On the opposite side of the room to the bath was, at one end, a boiler for hot water which was heated from a fire range stove in the adjoining front room, cupboard space and a gas cooker on four legs. To fill the bath, you had to manually transfer the hot water from one side of the kitchen to the other - no pipes and taps. The transfer was done via a largish scoop with numerous trips carrying hot water from one side of the room to the other. Inevitably, this meant that you bathed in just about the minimum amount of water possible to be able to wet your legs and get a good wash down. One of the greatest luxuries available to us was a visit to the Chelsea Baths – now the Sports Centre – where they had a number of normal baths and you could luxuriate, very cheaply, in a bath with as much hot water as you liked.
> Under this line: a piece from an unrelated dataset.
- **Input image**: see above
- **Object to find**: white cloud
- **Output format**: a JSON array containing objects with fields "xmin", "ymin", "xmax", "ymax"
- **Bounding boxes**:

Pure bliss!
Heating was provided by the a coal fired ‘range’ in the front room which, during the winter, could be used to cook all meals as it had a large area for cooking pans, its own oven and the above-mentioned boiler linked to the kitchen. For additional heating, there was an individual grate in each bedroom, fired by coal. These were very rarely used – mainly when in bed sick during the wintertime. Lighting to the flat was by gaslight, paraffin oil lamps and candles until shortly after the Word War II ended when electricitywas introduced.
How ever did we survive in those days prior to modernisation during the late ‘seventies and early ‘eighties via complete reorganisation of the layout of individual flats to encompass proper bathrooms, central heating and the introduction of entry-phones and lifts, where feasible???? We must have been a hardy lot.